In the uprising of January 2020, you chanted, “Death to the oppressor, be it the shah or the [mullahs’ supreme] leader.” You echoed the Iranian people’s rejection of both religious and monarchical dictatorships and their demand to establish a democratically elected republic.
Now, these days, at the beginning of the new academic year, you echo the same popular will hand-in-hand with protesters in cities all across Iran.
Teachers carry the torch of awareness
It is common knowledge that from the outset, the mullahs’ religious dictatorship based its rule on ignorance, crime, violation of freedoms, and an onslaught on the universities.
The regime launched a cultural coup in 1980 and cracked down on universities. Subsequently, it specified a quota for every university to admit members of the IRGC paramilitary Bassij and security forces’ agents. They thus tried to transform these bastions of awareness and revolution into centers of silence, submission, and passivity.

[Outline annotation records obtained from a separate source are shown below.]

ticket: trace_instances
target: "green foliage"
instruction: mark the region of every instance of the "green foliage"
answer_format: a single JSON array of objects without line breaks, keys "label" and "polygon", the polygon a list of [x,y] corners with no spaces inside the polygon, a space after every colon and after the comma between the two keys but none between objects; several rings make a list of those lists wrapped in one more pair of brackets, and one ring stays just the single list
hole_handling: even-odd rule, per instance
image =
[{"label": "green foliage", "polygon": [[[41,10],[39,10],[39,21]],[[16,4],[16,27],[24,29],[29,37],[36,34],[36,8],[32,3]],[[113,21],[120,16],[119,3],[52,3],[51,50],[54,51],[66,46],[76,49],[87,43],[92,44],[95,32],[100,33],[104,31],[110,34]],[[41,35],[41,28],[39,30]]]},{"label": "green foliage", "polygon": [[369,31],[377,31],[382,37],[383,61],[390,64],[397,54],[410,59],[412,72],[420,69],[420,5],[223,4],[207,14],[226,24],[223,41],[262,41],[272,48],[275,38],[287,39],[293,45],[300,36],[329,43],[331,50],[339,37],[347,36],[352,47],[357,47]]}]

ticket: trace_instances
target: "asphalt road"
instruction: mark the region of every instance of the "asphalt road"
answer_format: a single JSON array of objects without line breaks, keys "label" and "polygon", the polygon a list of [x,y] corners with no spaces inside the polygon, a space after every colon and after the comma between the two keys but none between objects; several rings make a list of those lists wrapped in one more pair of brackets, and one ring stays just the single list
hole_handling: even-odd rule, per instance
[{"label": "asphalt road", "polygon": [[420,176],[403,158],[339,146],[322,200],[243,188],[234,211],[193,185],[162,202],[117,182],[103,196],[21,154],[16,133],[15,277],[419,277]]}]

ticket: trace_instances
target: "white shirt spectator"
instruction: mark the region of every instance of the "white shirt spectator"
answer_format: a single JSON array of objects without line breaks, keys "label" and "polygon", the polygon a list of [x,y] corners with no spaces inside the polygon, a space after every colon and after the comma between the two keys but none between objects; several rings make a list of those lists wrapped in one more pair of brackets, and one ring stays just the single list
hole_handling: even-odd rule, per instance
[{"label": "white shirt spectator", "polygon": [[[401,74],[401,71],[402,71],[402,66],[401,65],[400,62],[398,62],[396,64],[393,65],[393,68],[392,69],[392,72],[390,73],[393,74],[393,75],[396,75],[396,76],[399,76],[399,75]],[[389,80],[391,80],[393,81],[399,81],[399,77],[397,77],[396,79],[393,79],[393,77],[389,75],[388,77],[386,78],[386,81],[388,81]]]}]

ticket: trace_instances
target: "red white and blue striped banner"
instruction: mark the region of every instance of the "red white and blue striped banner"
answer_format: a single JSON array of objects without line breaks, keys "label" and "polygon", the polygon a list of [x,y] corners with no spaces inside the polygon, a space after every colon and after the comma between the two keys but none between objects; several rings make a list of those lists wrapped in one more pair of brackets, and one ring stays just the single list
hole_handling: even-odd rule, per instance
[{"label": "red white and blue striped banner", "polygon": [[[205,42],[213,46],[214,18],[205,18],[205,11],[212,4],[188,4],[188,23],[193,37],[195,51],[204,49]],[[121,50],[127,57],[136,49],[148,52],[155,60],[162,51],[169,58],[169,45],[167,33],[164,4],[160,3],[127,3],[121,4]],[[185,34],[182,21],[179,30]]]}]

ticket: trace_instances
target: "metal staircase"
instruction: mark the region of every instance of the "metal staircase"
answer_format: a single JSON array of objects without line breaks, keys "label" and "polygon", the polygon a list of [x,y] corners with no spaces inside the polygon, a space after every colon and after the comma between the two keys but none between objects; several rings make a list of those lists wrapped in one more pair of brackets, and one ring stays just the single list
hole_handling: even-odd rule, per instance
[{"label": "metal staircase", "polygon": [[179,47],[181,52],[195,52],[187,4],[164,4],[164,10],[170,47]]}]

However, pioneering students in high schools and universities showed that the flames of freedom and rebellion against tyranny cannot be extinguished and will continue to blaze.
At the beginning of the academic year, we honor the courage and perseverance of teachers and educators who held nationwide protests throughout the past year.

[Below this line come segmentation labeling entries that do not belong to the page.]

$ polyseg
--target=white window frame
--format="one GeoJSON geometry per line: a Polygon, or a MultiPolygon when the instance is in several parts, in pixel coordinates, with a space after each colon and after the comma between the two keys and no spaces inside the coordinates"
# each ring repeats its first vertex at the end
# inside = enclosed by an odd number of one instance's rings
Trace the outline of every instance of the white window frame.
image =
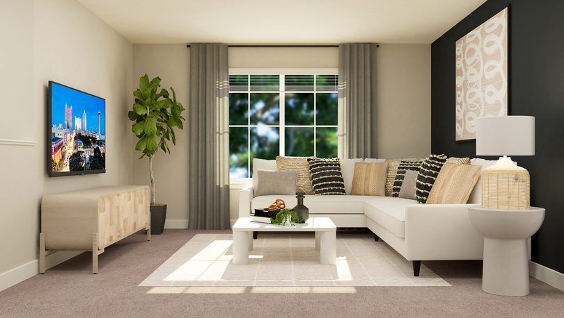
{"type": "MultiPolygon", "coordinates": [[[[229,75],[313,75],[314,76],[314,83],[315,81],[315,75],[338,75],[338,68],[229,68],[229,75]]],[[[279,114],[279,123],[278,125],[260,125],[261,126],[265,127],[279,127],[279,129],[281,131],[282,127],[288,127],[288,128],[292,128],[292,127],[303,127],[303,125],[298,125],[298,126],[286,126],[285,122],[285,92],[285,92],[283,90],[283,85],[284,85],[284,79],[281,78],[280,80],[281,87],[280,90],[278,91],[264,91],[261,92],[263,93],[283,93],[280,94],[280,101],[279,105],[280,106],[280,114],[279,114]]],[[[318,92],[316,91],[304,91],[304,92],[292,92],[296,93],[315,93],[318,92]]],[[[249,101],[250,102],[250,101],[249,101]]],[[[315,101],[314,99],[314,108],[313,108],[313,113],[315,113],[315,101]]],[[[250,105],[249,105],[250,106],[250,105]]],[[[313,117],[313,126],[314,127],[335,127],[336,125],[322,125],[318,126],[316,124],[316,117],[313,117]]],[[[338,122],[340,122],[340,121],[338,122]]],[[[240,125],[229,125],[230,127],[234,126],[237,127],[240,125]]],[[[249,125],[240,125],[241,127],[247,127],[249,125]]],[[[336,125],[338,129],[338,125],[336,125]]],[[[315,142],[315,130],[314,129],[314,134],[313,134],[313,153],[315,153],[315,148],[316,144],[315,142]]],[[[284,156],[285,153],[285,135],[282,133],[280,131],[279,133],[280,140],[280,149],[279,149],[279,153],[281,156],[284,156]]],[[[249,144],[247,145],[247,149],[250,149],[251,147],[251,138],[249,136],[248,140],[249,144]]],[[[338,147],[340,147],[340,143],[338,143],[338,147]]],[[[340,152],[339,152],[340,153],[340,152]]],[[[249,158],[249,162],[247,163],[248,169],[249,169],[250,174],[250,169],[251,169],[251,158],[249,158]]],[[[230,185],[249,185],[251,183],[251,180],[252,178],[230,178],[230,185]]]]}

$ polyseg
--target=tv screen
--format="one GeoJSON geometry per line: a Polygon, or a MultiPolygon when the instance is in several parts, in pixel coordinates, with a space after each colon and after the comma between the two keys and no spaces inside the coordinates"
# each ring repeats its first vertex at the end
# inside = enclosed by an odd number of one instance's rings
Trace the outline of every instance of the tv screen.
{"type": "Polygon", "coordinates": [[[49,82],[49,176],[106,172],[106,100],[49,82]]]}

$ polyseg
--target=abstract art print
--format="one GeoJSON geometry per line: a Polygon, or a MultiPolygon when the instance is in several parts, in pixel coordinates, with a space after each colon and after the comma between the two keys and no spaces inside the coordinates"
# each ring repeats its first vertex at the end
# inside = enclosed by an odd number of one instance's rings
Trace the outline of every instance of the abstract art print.
{"type": "Polygon", "coordinates": [[[456,141],[476,139],[478,117],[508,115],[506,8],[456,42],[456,141]]]}

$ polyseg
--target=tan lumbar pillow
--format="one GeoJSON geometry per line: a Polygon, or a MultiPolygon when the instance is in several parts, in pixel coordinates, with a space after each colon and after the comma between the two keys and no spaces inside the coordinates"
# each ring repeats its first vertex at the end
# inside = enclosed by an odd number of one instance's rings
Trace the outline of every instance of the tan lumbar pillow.
{"type": "Polygon", "coordinates": [[[427,199],[427,204],[464,204],[468,201],[482,166],[445,163],[427,199]]]}
{"type": "Polygon", "coordinates": [[[388,162],[355,162],[351,195],[386,194],[388,162]]]}
{"type": "Polygon", "coordinates": [[[296,191],[306,192],[306,194],[315,194],[311,185],[311,173],[309,171],[308,158],[316,157],[276,157],[276,169],[279,171],[297,170],[298,177],[296,191]]]}

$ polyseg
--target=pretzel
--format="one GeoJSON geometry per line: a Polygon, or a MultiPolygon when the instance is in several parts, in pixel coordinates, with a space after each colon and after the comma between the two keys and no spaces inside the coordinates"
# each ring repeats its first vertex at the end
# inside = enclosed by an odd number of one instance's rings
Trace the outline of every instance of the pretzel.
{"type": "Polygon", "coordinates": [[[276,201],[274,201],[274,203],[271,204],[268,206],[269,210],[274,210],[276,208],[280,209],[283,209],[286,207],[286,203],[284,203],[284,200],[281,199],[277,199],[276,201]]]}

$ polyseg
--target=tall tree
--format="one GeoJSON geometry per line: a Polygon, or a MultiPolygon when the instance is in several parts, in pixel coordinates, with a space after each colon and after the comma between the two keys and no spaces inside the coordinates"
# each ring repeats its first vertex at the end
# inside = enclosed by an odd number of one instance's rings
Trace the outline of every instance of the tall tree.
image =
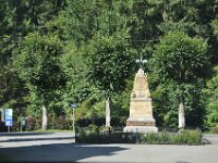
{"type": "Polygon", "coordinates": [[[61,42],[56,36],[40,36],[34,33],[25,38],[17,53],[20,54],[14,57],[14,65],[21,79],[25,82],[29,92],[40,104],[43,129],[47,129],[49,103],[64,84],[59,61],[62,54],[61,42]]]}
{"type": "MultiPolygon", "coordinates": [[[[97,35],[87,47],[90,64],[89,78],[106,96],[106,112],[110,113],[113,92],[125,89],[126,79],[133,73],[135,52],[130,48],[125,35],[97,35]]],[[[110,114],[108,115],[110,116],[110,114]]],[[[108,126],[110,125],[110,117],[108,126]]]]}
{"type": "Polygon", "coordinates": [[[178,87],[179,128],[185,126],[185,89],[199,85],[206,74],[206,50],[207,43],[201,38],[191,38],[181,32],[172,32],[160,40],[153,55],[154,71],[161,82],[172,79],[178,87]]]}

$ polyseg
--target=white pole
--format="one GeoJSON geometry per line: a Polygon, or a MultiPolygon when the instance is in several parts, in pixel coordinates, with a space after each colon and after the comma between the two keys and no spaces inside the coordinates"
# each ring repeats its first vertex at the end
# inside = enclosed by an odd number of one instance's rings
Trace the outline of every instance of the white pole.
{"type": "Polygon", "coordinates": [[[75,109],[73,108],[73,131],[75,131],[75,109]]]}

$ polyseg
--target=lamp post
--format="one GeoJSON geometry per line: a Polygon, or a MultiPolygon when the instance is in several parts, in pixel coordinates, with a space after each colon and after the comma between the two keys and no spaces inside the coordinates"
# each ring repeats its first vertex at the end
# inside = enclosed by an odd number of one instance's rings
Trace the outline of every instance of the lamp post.
{"type": "Polygon", "coordinates": [[[75,108],[76,104],[71,104],[71,108],[73,109],[73,131],[75,131],[75,108]]]}

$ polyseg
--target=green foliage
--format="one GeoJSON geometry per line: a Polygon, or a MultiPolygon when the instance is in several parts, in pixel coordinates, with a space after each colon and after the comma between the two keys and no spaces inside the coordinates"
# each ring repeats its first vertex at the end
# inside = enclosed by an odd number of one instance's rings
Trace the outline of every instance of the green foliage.
{"type": "Polygon", "coordinates": [[[182,130],[174,133],[148,133],[142,138],[144,143],[169,143],[169,145],[202,145],[201,130],[182,130]]]}
{"type": "Polygon", "coordinates": [[[207,43],[203,39],[191,38],[181,32],[168,33],[157,45],[150,62],[154,76],[157,75],[159,80],[154,99],[157,97],[155,100],[159,101],[159,104],[156,103],[158,108],[165,108],[158,116],[162,114],[166,122],[169,117],[172,117],[171,121],[175,118],[175,108],[182,98],[187,124],[201,126],[203,123],[204,104],[201,101],[201,90],[209,65],[206,50],[207,43]]]}
{"type": "Polygon", "coordinates": [[[88,45],[88,77],[107,95],[125,88],[125,80],[132,74],[134,50],[126,41],[126,35],[96,35],[88,45]]]}
{"type": "Polygon", "coordinates": [[[155,72],[162,80],[168,77],[177,84],[194,83],[205,73],[208,63],[207,43],[181,32],[169,33],[160,40],[154,53],[155,72]]]}

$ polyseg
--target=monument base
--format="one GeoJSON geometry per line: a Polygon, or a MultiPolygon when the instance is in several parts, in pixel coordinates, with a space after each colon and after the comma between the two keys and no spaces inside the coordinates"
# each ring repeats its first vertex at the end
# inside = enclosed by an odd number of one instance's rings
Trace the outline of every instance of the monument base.
{"type": "Polygon", "coordinates": [[[123,128],[124,133],[157,133],[158,128],[155,126],[126,126],[123,128]]]}

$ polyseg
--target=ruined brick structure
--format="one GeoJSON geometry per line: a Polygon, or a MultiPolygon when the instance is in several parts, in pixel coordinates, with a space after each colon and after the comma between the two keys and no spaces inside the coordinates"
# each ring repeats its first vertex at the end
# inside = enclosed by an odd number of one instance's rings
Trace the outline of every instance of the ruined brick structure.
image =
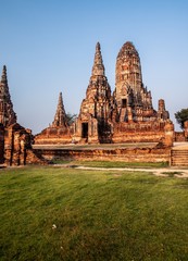
{"type": "Polygon", "coordinates": [[[16,123],[16,114],[13,110],[13,104],[9,92],[5,65],[3,66],[0,82],[0,123],[4,127],[16,123]]]}
{"type": "Polygon", "coordinates": [[[77,142],[164,140],[165,125],[172,124],[170,114],[162,99],[158,111],[153,109],[151,91],[142,83],[139,54],[129,41],[118,52],[115,73],[115,90],[111,94],[98,42],[86,98],[74,126],[74,139],[77,142]]]}
{"type": "MultiPolygon", "coordinates": [[[[188,125],[186,125],[185,135],[188,136],[187,127],[188,125]]],[[[142,83],[140,58],[134,45],[126,42],[117,54],[115,89],[112,92],[98,42],[86,97],[80,104],[76,121],[70,125],[60,92],[54,120],[49,127],[35,136],[35,145],[152,141],[159,142],[158,147],[153,148],[154,154],[159,153],[160,149],[165,150],[166,147],[173,146],[173,137],[174,125],[170,121],[164,100],[159,100],[158,111],[153,109],[151,92],[142,83]]],[[[16,122],[9,92],[7,67],[3,66],[0,82],[0,163],[45,164],[45,152],[33,149],[32,144],[32,132],[16,122]]],[[[141,151],[139,150],[139,153],[141,151]]],[[[122,157],[124,152],[115,150],[113,159],[115,154],[122,157]]],[[[53,150],[48,153],[55,157],[59,152],[53,150]]],[[[79,158],[78,151],[74,153],[79,158]]],[[[93,156],[95,152],[88,153],[93,156]]],[[[103,153],[106,158],[109,152],[99,150],[98,153],[103,153]]],[[[86,158],[90,157],[89,154],[86,158]]],[[[168,158],[168,150],[164,154],[168,158]]],[[[125,160],[125,157],[123,159],[125,160]]]]}
{"type": "Polygon", "coordinates": [[[60,92],[57,112],[52,124],[35,136],[35,144],[70,144],[72,136],[60,92]]]}
{"type": "Polygon", "coordinates": [[[32,132],[21,126],[13,110],[9,91],[7,67],[0,82],[0,164],[24,165],[29,159],[42,162],[32,150],[32,132]]]}

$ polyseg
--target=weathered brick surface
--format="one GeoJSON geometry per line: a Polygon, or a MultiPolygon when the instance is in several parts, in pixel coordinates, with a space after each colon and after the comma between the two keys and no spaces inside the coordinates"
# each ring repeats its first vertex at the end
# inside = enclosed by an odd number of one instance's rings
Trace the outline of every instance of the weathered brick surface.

They did not relent in the face of the clerical regime’s oppression, discrimination, and repression. With the slogan of “Death to Raisi,” they cried out that the only way to achieve the teachers’ rights and freedoms and those of all Iranians is to rise up and overthrow the regime.
Despite warnings and threats by security services and hundreds of arrests, they staged 3,000 strikes, sit-ins, and more than 10 nationwide protest gatherings in different cities and provinces.
Yes, teachers are the standard bearers of awareness. In this field, too, they teach the lesson of freedom and steadfastness. Teachers said, “Today’s lesson is freedom.” And their students replied, “Dear teacher, although you don’t have guns, you do have students.”
The lasting lesson is standing to the end to achieve freedom
Let us remember the 13-year-old Fatemeh Mesbah, executed in mid-September 1981, and her sister, Ezzat, executed shortly before her, at age 15. Their brothers also laid down their lives for freedom; Asghar, 17; Mahmoud, 19; and Akbar, 20, with his wife, Khadijeh. Their memory will last forever.
They were six of the eight martyrs of the Mesbah family in Yazd. Their parents were also executed in March 1981.
Yes, this is the high price of freedom I mentioned earlier.
These martyrs are the beacons who show the path for successive generations in a life and death struggle against religious fascism so that those who come after them would not surrender to tyranny and servitude.
I salute Iran’s young men and women. Not only have they refused to surrender to the mullahs’ dictatorship, but also, they have turned every street into a defiant bastion to attack the mullahs’ rule.
Those who sacrificed their lives for their country’s freedom believed that no power on earth could deny freedom to humankind.
Yes, the lasting lesson in the history of Iran and the world is to stand to the end to achieve freedom. Saba Haft Baradaran taught the same lesson when she was killed in Camp Ashraf, Iraq, on April 8, 2011.
At the beginning of the new academic year, my message to students and all the courageous youths of Iran is to be the “little black fish” of your time.
Initiate rebellion and uprising and be inquisitive.
Defy helplessness and despair with a profound belief in change.
Iran has set her sight on your extensive force of hope and perseverance.
Freedom and people’s sovereignty are within reach more than ever.